There’s a village in the country on the southwest side of Elkhart.
It’s not a conventional village. The residents don’t get to go outside or even walk down the wide-paved areas.
As Sheriff Brad Rogers said, “We’ve got like a small town in here.”
About 650 people are in the Elkhart County Jail. Cory Martin is their chaplain and he has a slightly smaller village - about 500 volunteers - to help run about 100 programs a month for the inmates.
It’s holy work for the former congressional aide for Chris Chocola and Mark Souder. He was also development director for The Crossing Educational Center. “I think I have more encounters with God here than I do in church,” he told a group of non-inmates gathered in a classroom Thursday morning. Once a month, Martin hosts a breakfast at the jail for people from the community.

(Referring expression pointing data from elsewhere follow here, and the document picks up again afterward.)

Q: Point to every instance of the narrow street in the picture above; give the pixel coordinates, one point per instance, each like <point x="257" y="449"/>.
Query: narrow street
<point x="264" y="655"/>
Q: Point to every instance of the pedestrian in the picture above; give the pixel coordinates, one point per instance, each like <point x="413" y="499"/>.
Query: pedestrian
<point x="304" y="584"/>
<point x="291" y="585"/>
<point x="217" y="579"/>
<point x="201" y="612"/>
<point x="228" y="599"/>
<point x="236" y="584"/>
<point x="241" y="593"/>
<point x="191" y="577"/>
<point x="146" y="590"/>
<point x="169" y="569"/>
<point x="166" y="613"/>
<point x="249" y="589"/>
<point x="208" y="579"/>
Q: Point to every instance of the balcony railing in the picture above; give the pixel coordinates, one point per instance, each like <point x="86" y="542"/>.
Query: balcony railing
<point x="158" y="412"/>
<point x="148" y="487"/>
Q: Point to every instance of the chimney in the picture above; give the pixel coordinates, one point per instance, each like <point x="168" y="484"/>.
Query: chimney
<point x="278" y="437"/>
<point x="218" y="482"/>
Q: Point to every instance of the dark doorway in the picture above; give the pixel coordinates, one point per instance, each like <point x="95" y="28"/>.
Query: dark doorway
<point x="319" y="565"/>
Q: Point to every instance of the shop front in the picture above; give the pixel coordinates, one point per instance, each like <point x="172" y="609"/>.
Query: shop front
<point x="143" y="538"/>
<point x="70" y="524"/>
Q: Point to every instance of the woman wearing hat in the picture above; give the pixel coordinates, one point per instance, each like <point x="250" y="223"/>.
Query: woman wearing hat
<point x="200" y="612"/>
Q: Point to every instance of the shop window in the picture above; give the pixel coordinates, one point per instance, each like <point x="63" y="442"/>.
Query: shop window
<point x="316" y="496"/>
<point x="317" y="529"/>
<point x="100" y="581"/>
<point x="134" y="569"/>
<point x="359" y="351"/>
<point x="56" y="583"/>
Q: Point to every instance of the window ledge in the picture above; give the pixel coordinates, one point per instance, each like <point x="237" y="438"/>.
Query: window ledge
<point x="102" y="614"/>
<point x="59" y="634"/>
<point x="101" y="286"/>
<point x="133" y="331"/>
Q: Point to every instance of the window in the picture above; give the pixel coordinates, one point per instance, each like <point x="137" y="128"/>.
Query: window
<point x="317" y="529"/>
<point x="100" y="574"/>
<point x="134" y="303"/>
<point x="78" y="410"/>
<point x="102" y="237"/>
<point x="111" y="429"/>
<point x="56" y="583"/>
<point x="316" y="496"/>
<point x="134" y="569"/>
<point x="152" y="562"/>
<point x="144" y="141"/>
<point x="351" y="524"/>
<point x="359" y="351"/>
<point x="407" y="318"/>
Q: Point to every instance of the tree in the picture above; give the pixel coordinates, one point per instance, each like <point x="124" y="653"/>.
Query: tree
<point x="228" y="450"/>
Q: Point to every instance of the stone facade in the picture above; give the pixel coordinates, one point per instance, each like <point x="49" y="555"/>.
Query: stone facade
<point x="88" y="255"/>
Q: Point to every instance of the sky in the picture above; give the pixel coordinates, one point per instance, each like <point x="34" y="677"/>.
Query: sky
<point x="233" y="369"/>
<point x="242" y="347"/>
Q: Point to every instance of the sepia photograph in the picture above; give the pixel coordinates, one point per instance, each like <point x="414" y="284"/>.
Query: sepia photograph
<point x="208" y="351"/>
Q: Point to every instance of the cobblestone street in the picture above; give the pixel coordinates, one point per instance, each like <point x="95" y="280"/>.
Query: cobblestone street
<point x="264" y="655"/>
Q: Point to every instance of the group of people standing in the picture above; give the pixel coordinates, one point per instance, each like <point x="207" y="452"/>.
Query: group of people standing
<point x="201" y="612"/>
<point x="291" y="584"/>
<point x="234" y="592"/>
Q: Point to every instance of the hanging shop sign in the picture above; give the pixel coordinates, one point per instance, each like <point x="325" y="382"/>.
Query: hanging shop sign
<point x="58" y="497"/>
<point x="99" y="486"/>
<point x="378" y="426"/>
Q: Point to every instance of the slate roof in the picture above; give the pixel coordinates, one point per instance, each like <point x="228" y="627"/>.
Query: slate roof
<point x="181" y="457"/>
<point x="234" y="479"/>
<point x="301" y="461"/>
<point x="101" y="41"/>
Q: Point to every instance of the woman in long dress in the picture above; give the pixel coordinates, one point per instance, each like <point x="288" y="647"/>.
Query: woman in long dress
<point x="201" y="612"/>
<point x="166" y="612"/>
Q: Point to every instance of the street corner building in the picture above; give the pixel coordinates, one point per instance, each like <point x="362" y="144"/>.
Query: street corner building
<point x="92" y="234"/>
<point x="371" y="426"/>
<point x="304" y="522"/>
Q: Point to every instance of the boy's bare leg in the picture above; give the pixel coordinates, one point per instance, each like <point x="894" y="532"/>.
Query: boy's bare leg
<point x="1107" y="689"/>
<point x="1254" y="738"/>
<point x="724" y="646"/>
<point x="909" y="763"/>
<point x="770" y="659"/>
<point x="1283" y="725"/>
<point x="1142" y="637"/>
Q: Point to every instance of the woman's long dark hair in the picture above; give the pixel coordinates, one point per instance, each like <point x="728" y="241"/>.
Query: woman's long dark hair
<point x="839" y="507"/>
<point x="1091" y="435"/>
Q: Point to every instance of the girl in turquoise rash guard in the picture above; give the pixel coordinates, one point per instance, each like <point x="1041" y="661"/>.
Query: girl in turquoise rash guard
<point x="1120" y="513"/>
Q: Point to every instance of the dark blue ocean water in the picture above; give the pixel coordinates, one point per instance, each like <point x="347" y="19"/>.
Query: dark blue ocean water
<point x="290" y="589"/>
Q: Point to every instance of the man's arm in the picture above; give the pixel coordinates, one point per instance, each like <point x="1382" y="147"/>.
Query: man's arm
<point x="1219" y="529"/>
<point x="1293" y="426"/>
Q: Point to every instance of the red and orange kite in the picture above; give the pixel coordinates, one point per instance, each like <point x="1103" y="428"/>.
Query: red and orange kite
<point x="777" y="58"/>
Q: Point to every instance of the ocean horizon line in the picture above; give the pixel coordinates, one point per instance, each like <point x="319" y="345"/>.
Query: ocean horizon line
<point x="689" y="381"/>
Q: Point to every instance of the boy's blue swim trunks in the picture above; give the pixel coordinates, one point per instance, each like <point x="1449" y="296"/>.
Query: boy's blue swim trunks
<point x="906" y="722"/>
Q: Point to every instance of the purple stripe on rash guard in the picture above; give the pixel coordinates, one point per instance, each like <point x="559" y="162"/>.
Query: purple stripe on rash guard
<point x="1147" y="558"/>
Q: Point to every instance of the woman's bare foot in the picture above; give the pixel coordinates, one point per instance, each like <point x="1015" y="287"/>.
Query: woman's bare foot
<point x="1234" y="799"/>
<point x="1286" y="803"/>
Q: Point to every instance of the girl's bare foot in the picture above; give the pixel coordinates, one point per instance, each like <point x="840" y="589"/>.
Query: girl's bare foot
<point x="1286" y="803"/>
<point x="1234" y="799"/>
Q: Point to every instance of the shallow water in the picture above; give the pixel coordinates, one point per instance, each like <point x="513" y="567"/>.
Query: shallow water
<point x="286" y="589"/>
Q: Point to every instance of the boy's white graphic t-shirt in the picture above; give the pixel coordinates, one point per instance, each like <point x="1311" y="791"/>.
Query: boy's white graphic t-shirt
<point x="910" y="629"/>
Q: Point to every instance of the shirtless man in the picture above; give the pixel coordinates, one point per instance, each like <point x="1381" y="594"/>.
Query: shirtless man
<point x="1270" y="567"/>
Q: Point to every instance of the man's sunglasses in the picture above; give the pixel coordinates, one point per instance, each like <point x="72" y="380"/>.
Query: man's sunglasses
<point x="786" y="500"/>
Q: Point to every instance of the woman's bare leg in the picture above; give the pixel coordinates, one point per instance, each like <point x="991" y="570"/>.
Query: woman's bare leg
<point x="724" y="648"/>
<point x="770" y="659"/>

Martin believes he spent too much of his life avoiding the people Jesus instructed his followers to spend time with. Now he’s counseling inmates.
“Their sins landed them in jail. My sins didn’t,” he said, noting that it’s easier to hide his sins because they don’t break the law.
Jail is a lonely place, and Martin and his assistant chaplains and volunteers try to help, he said. Ministry doesn’t always mean having a Bible study. It can mean having a conversation or conducting a book group. One volunteer records audio of female inmates and delivers it to their children.
Someone may spend a night in jail or up to five years, Martin said. When he started two years ago, he saw recent inmates walking down county roads near the jail, so he arranged volunteers to be available to pick them up, take them out for a meal, and then drive them somewhere.
Sometimes “where” is the hard part, or one of them. When someone leaves jail, he often doesn’t have anywhere to go. He often doesn’t have a house, job, transportation, friends or money.
Jail is a lonely place. Leaving it can be too. Martin said they work to be practical and help inmates develop a plan for when they leave. “If they don’t have a plan by the time they walk out the door, we’ve lost them,” he said.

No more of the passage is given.